We often tend to forget how lucky we are to have a roof over our head, family, friends, a job and so much more, until one day, everything fades away. Most of us take health for granted and underestimate its value until the day we face illness. And when we recover, everything is forgotten and life goes on. It is true that many of us get up in the morning without having to worry about the future, yet, others live with the fear of a torn future and the scars of a painful past.
Living with cancer is a daily struggle, mentally and physically. It is not something you can simply escape or ignore. In these difficult times, there are always people who show great courage despite their personal health condition, while diving into activities such as art, enabling the expression of their deepest emotions. With this in mind, the Blossom exhibition was created in order to understand the place of art, in life-changing tragedies. Blossom's goal was to underline the following problematic: While a great variety of individuals ranging from health professionals, researchers and associations are on the front line of this fight, what is the true place of art in this one?
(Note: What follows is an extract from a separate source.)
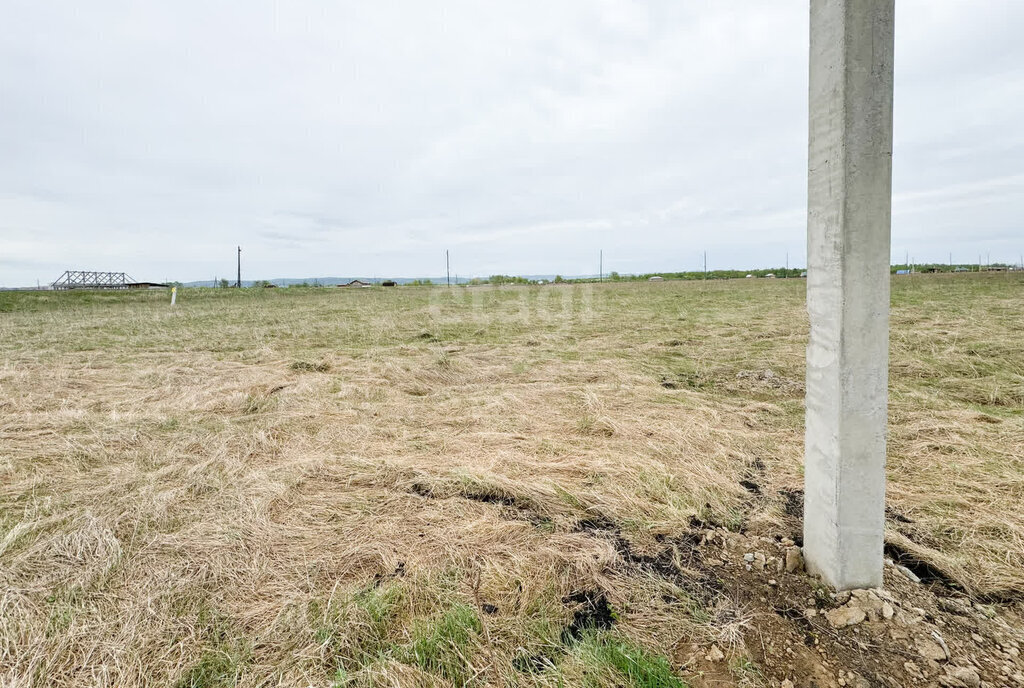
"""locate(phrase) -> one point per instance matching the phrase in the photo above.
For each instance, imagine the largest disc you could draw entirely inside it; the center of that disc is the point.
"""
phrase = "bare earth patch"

Despite all the positiveness that it attracts, the art world seems far removed from a terrible truth: art fairs and large galleries put prices on pieces of work that gradually lose their meaning through multiple narratives. However, underneath the layers of business, can be found painters, photographers, sculptors and even writers who practice for a completely different cause. This art has much more to offer than simply aesthetics and can benefit from many stories. After all, art is a genuine expression of our thoughts, emotions, intuitions and desires. It is the representation of stories aiming to intrigue, question and raise awareness and goes even beyond that: It is about sharing the way we experience the world, which for many is a genuine extension of our personality. It is the communication of intimate concepts that cannot be portrayed by simple words.
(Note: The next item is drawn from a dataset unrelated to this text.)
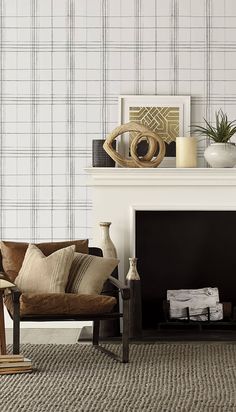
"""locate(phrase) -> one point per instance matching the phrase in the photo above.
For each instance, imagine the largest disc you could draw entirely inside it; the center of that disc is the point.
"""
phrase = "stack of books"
(10, 364)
This is what can be found in Eileen Powers' "Can you make hair for me" project, created during her chemotherapy; or even through Valérie Legrand’s work in her writings "Croisade vers un Avenir plus doux" aimed at narrating her fight, outlining her weaknesses and fears, in order to show others that this fight which is hers can be overcome in the most inspiring way. It can also be found in the colourful works of Ishita Banerjee and Helen Lack, who although they have always had this attraction to the graphic arts, have seen new artistic turns in the face of their struggle. And all of this is not without mentioning, the paintings of Mélody Larcher, who created her association "L’Art Rose", which carried out therapeutic purposes, and participated in helping women reclaiming their feminity taken away by illness. Finally, we also have Eric Hyllemose capturing his memories through the gentle practice of drawing.
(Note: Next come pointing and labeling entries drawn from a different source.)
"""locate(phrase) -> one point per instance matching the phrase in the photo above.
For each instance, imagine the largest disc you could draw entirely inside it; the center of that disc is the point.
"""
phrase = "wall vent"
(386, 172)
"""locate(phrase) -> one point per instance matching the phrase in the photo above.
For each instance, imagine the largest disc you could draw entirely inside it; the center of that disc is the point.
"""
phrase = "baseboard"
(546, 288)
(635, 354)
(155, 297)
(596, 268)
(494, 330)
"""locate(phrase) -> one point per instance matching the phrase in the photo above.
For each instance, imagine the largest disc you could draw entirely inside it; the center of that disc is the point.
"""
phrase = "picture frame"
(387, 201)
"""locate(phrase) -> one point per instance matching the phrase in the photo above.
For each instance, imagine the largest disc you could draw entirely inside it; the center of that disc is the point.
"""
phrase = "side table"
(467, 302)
Albeit, through the Blossom exhibition, the Blossom Fighting Cancer association was honoured to present these artists, who for the most, were very happy to exhibit for the first time, and promote a true reflection on the meaning of art, a meaning that for them can sometimes be a synonym to curative. Through the sales of their artworks, 581,50 € were redistributed to diverse associations dedicated to the fight against cancer, including the Thyroid Cancer Canada organisation, Twist Out Cancer, the Pink Ribbon Foundation, the Roses Poudrées and the Art Rose association.